Alternatively gyms could offer specialist classes, with the option of charging extra. Rob Beale, head of sports, health & fitness at David Lloyd Leisure, says: “We have certainly seen an interest in members wanting to be involved in running clubs. In response, we’ve been able to offer more specific training programmes. These range from trekking classes – which take place indoors on treadmills – through to outdoor running clubs and triathlon clubs.”
Teaching people to run
Operators might also learn from external running specialist companies such as Full Potential, which coaches and educates runners on technique. According to director Richard Coates, the company has seen a significant growth in first-time charity runners over the last 12 months: “Since re-launching our website, we’re taking a much higher number of bookings each day. We offer free training days for events such as the London Marathon and plan to increase these while expanding our reach around the country.
“We also provide private coaching and tailored training packages. For under £50, runners can receive a 14-week training plan, expert advice, support and regular updates for their target race at the end of the training programme.”

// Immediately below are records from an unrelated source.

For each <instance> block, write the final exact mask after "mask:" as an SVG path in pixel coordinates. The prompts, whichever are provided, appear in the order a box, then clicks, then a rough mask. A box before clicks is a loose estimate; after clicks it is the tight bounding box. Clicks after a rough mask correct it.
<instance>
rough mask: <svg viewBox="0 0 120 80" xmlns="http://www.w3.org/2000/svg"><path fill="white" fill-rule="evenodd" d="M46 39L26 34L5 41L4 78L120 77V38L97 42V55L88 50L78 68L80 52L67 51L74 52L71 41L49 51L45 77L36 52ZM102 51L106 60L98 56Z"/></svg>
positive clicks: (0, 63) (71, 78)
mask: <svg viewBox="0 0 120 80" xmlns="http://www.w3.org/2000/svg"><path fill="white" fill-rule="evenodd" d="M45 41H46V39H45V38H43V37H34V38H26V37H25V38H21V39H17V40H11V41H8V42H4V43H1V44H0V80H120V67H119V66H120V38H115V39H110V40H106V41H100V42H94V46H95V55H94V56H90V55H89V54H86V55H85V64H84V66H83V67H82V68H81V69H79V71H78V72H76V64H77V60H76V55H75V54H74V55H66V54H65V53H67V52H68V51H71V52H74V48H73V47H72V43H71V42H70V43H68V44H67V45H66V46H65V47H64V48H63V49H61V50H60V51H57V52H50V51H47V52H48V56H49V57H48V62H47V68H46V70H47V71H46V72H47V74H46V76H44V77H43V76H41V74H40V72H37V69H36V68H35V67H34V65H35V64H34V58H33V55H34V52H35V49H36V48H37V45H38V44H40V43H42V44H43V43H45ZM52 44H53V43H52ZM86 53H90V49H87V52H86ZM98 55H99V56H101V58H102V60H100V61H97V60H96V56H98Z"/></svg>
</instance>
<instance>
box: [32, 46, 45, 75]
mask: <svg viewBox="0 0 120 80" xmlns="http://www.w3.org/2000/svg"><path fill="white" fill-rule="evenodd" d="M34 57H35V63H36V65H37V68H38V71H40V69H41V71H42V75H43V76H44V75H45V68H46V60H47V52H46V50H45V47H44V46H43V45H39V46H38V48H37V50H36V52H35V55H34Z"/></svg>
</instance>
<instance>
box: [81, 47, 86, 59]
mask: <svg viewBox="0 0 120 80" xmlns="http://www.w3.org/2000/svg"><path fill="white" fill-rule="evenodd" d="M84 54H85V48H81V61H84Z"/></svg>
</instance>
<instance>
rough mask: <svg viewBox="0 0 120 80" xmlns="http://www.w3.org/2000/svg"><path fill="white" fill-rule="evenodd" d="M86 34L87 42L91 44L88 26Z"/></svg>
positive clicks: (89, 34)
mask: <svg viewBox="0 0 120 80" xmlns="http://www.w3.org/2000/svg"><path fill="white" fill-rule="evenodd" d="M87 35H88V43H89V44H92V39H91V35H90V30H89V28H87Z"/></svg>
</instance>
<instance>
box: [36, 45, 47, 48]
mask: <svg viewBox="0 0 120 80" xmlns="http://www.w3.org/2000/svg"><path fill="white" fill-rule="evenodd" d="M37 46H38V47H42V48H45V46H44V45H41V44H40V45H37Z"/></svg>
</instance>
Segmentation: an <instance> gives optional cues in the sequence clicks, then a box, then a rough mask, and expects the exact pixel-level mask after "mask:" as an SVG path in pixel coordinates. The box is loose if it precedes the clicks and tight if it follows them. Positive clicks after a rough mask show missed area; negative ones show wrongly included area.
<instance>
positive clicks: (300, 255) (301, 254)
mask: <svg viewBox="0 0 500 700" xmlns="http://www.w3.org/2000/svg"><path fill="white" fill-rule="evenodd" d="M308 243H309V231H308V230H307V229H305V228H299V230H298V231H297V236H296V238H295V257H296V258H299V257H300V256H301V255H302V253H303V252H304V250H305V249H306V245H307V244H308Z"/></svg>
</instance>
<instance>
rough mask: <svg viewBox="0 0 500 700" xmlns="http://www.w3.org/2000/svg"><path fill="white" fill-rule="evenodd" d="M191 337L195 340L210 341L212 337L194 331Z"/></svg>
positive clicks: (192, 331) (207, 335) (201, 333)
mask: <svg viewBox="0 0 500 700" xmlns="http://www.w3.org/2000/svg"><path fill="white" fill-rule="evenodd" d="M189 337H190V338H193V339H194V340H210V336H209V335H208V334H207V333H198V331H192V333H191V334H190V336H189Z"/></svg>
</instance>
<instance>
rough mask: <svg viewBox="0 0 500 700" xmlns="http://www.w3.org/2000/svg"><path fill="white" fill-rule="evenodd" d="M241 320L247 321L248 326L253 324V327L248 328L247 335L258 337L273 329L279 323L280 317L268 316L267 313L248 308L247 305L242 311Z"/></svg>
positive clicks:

And for those members who can’t afford personal running coaching, step forward Star Trac Coach™ – virtual running coaching, accessed via the treadmill’s integrated screen, led by professional coach Kimberley Shah. Shah explains: “The treadmill has increasingly become a piece of equipment that members are using not just for a warm-up but as a key focus of their workouts. The main objectives of Star Trac Coach were to make it easy to use, and to provide motivation and education.”
To address the common practice of indoor runners simply hitting the ‘quick start’ button, the programme engages with users, focusing on technique and form and also allowing them to formulate a proper, personalised cardio workout. Shah continues: “While going at one pace for an entire workout can be beneficial, the body will adapt over time. Star Trac Coach offers variety in a motivating manner.”
Suppliers are certainly leading the way, offering equipment and entertainment options that enhance the indoor running experience. Operators now need to maximise this opportunity, engaging members and personal trainers alike to ensure the treadmill remains at the heart of people’s running habits.